Background Although prevention of arterial progression is a hard therapeutic goal in large-vessel vasculitides (LVV), there is neither an agreed definition of progression nor a proposed method to globally assess arterial injury. This lack of validated clinimetry limits the feasibility of clinical trials. Although distinguishing disease activity from damage in Takayasu arteritis (TA) is difficult, current damage indices lack imaging data. Outside LVV, the only validated quantitative methods to assess arterial damage are NASCET and ECST, both designed for carotid atherosclerosis.

Objectives Starting from NASCET and ECST, we sought to develop an objective widely applicable magnetic resonance (MR)-based system for scoring large artery injury in TA and large vessel-giant cell arteritis (LV-GCA).

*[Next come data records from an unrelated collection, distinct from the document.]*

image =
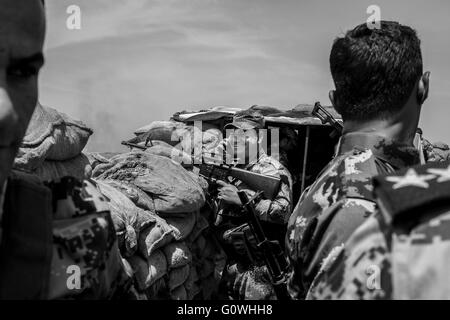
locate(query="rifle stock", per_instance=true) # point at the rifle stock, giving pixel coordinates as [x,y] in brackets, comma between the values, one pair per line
[267,184]
[273,254]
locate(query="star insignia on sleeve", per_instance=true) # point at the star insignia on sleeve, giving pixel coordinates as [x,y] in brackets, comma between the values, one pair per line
[443,174]
[411,179]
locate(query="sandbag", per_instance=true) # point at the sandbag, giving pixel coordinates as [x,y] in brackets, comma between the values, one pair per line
[200,225]
[77,167]
[177,255]
[171,187]
[171,132]
[171,153]
[206,268]
[127,218]
[158,290]
[179,293]
[139,197]
[51,135]
[182,226]
[154,237]
[265,110]
[178,276]
[148,272]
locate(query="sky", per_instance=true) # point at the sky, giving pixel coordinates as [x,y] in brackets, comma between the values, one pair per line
[137,61]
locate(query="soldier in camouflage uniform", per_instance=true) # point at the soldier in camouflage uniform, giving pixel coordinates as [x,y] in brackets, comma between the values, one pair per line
[379,129]
[57,240]
[246,276]
[401,252]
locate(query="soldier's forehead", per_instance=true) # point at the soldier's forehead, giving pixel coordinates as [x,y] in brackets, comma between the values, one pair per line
[22,25]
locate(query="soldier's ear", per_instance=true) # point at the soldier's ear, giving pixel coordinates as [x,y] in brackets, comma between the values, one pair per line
[332,96]
[423,88]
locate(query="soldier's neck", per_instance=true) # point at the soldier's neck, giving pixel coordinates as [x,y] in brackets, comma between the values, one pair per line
[400,131]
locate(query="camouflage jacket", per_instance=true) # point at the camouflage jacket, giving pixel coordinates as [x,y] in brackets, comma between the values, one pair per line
[245,277]
[278,209]
[403,250]
[338,202]
[58,242]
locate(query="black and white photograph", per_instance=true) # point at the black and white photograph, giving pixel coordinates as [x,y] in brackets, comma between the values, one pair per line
[214,158]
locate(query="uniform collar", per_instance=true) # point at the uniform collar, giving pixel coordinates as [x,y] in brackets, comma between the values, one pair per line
[397,154]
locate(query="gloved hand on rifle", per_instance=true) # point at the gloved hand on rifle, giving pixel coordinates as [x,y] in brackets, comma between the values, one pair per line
[228,193]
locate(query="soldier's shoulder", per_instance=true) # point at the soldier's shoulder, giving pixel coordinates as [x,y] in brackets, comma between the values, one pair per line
[351,173]
[414,192]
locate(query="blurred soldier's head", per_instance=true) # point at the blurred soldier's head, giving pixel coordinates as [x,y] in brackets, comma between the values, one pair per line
[22,30]
[378,75]
[242,136]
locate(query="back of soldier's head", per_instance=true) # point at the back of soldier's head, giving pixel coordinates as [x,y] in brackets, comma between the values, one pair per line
[375,71]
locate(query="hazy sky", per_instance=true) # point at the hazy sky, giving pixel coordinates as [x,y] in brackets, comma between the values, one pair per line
[136,61]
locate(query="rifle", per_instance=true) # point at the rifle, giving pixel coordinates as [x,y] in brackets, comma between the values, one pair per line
[326,118]
[134,145]
[213,172]
[273,253]
[259,182]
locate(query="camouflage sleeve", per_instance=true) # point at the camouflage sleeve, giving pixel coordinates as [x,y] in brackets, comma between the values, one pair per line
[323,236]
[358,270]
[278,209]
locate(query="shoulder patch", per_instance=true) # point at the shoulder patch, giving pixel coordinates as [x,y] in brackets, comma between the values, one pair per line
[416,191]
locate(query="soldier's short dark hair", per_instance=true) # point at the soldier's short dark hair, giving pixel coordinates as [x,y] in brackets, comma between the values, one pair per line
[375,71]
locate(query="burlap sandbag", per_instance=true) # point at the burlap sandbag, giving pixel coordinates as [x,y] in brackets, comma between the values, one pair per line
[148,272]
[192,284]
[51,135]
[177,255]
[154,237]
[139,197]
[171,132]
[171,153]
[201,225]
[128,219]
[171,187]
[179,293]
[182,225]
[77,167]
[178,276]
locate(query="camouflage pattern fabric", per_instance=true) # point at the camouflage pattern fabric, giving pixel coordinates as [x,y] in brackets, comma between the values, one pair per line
[278,209]
[338,202]
[403,251]
[85,244]
[245,277]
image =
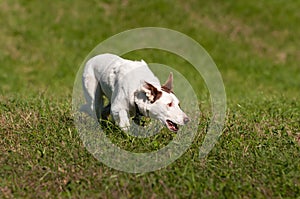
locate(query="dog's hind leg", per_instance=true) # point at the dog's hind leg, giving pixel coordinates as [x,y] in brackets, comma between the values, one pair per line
[92,93]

Methods NASCET was selected as a starting point as it only requires intraluminal data which are: i) more widely accessible in routine clinical practice, ii) require less acquisition time than arterial wall sequences, iii) more directly describe the haemodynamic derangement in LVVs, where wall thickening may occur in the absence of demonstrable luminal changes. NASCET was modified to account for the intrinsic characteristics of LVV by: i) defining a core set of arteries to be evaluated, with the final score determined by summing individual artery scores, ii) measuring the reference diameter for every artery in a plane judged “uninvolved”; iii) including the length of the stenotic segment in the algorithm, iv) scoring aneurysmal disease similarly to stenotic disease, based on the percent diameter dilatation and length of the involved segment (Fig. 1A). A cohort of 60 patients with TA or LV-GCA was selected, and those with vascular progression or improvement identified based on the radiologist's judgement. Cross-sectional and longitudinal analysis by two independent observers was performed. The K-inter-observer variability and the sensitivity of the score in distinguishing patients with stable or progressive vascular involvement was evaluated.

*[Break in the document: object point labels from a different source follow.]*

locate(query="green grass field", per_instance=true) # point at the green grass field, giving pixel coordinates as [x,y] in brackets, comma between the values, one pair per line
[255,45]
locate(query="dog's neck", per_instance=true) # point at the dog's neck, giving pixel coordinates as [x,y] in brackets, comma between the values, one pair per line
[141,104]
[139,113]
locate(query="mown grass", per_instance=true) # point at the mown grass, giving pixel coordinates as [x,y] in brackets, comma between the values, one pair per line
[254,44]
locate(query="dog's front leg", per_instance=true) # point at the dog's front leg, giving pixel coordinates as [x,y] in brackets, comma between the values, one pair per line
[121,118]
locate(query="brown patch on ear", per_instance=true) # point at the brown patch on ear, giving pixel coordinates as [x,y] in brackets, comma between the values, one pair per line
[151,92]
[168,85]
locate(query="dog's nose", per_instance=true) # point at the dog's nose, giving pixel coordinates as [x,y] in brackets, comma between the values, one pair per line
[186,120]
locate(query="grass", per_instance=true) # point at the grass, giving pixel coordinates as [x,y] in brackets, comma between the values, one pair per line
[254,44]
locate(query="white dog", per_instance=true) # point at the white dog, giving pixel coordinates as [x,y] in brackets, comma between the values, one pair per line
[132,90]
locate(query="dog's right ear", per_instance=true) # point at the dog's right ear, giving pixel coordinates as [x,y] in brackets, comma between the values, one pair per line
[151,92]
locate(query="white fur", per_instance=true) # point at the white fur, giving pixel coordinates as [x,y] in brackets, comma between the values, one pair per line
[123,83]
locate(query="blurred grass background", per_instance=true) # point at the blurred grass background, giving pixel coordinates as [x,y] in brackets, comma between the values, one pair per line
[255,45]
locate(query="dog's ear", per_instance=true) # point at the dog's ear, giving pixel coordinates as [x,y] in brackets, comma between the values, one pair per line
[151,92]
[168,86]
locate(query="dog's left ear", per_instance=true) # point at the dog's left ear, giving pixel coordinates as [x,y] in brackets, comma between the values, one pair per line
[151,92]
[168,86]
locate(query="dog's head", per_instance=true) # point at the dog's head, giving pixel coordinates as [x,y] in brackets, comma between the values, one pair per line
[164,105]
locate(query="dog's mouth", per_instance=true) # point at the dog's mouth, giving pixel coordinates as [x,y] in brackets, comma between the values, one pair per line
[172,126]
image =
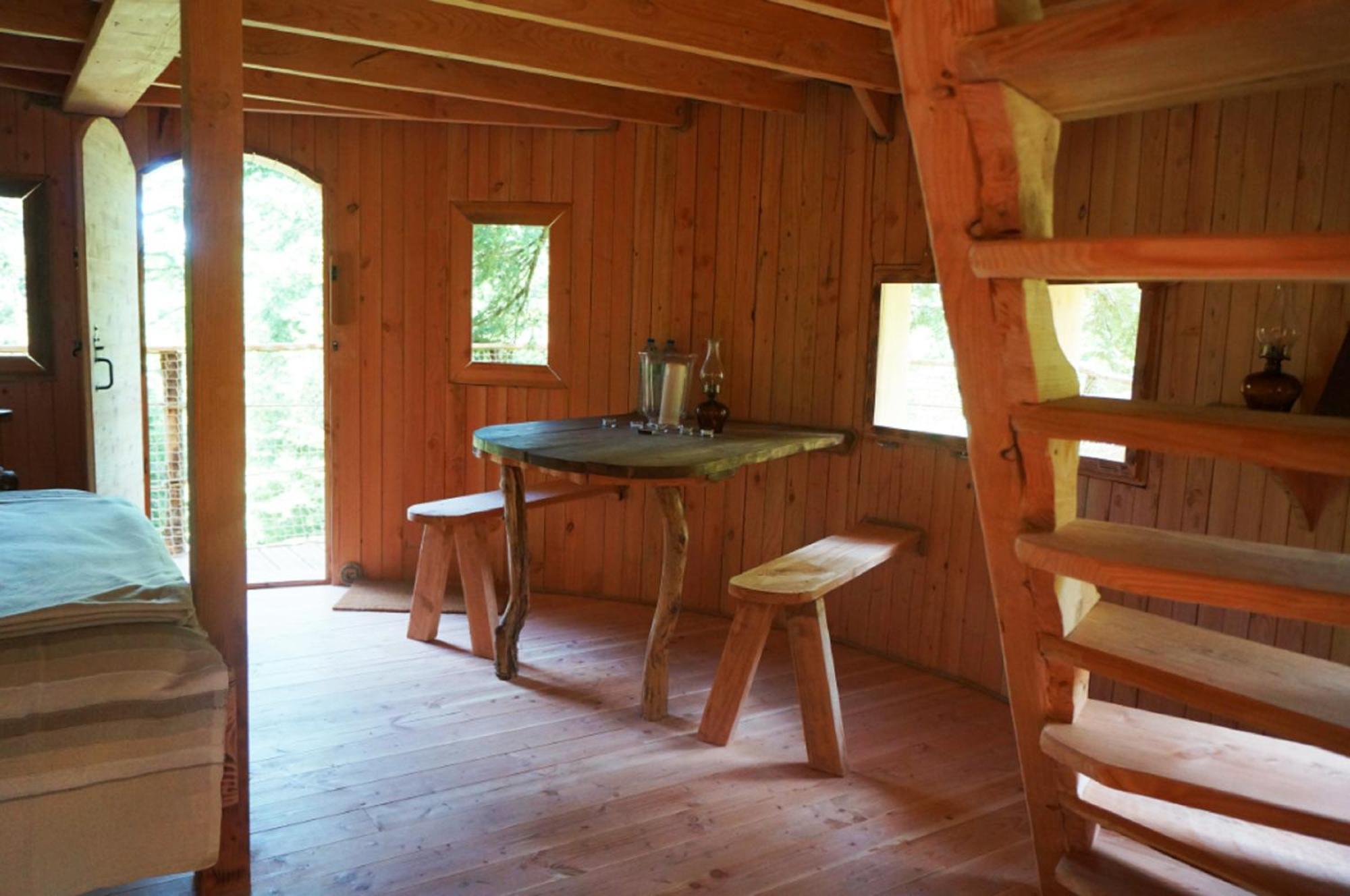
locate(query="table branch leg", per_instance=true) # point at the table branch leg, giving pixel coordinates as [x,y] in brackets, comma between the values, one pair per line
[518,567]
[655,671]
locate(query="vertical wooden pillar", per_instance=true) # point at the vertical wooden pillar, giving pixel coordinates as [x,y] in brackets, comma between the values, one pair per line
[986,160]
[213,153]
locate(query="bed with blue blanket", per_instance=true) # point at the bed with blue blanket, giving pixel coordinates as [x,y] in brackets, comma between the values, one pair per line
[113,701]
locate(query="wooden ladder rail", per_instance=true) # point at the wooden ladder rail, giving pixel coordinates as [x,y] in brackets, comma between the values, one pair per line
[1006,356]
[986,159]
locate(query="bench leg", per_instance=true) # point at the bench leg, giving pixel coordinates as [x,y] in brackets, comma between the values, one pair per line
[518,569]
[655,670]
[476,576]
[430,586]
[736,671]
[813,663]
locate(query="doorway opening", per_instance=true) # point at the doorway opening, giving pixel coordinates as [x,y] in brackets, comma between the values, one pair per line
[286,472]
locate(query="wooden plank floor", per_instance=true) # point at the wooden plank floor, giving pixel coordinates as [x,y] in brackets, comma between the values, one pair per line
[384,766]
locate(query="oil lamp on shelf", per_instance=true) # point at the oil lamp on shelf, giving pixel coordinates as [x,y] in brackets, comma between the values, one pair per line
[712,414]
[1272,389]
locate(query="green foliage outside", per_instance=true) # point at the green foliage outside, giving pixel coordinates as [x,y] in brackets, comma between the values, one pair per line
[1113,329]
[14,276]
[284,360]
[511,293]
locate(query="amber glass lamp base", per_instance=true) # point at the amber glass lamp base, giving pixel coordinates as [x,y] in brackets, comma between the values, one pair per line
[1271,389]
[712,415]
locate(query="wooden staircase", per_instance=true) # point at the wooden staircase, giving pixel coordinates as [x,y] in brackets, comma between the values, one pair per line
[1125,801]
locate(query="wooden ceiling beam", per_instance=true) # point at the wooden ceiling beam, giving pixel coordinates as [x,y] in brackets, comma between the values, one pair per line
[360,64]
[880,110]
[870,13]
[399,69]
[1129,56]
[38,55]
[406,105]
[61,20]
[45,67]
[55,84]
[754,32]
[481,37]
[130,45]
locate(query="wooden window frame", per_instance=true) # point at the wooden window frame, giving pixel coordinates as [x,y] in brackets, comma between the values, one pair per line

Results Although more time-consuming than conventional assessment, our initial impression is that this new index is more precise. To date, we have evaluated 41 scans from 21 patients and scoring of the remaining images will be concluded in 3 months. Arterial involvement was classified as type IIa, IIb, III and V in 2, 1, 1 and 17 patients respectively. The median vascular score of the 21 pts was 16 (range 7-48). Analysis of Type V disease identified pts with both minimal and extensive arterial artery injury (median 24, range 9-42), demonstrating the precision of the index. 12 scans were judged to be stable, 6 improved and 2 worsened. This correlated with changes in the arterial score (median from baseline scan of -1.5 (range -5 to -1) for improved scans, of 0 (range 0 to 1) for stable scans and 7.5 (range 1 to 14) for worsening scans (p<0.001 stable versus improved, and 0.022 stable versus progression, Fig. 1B).

Conclusions We are evaluating a new index for objectively quantifying arterial injury in LVV. Initial data suggest this approach precisely assesses arterial injury and reflects its evolution over time. This novel index might represent an important clinical measure of arterial disease also suitable for inclusion in LVV damage indices and hence a possible outcome measure for new clinical trials.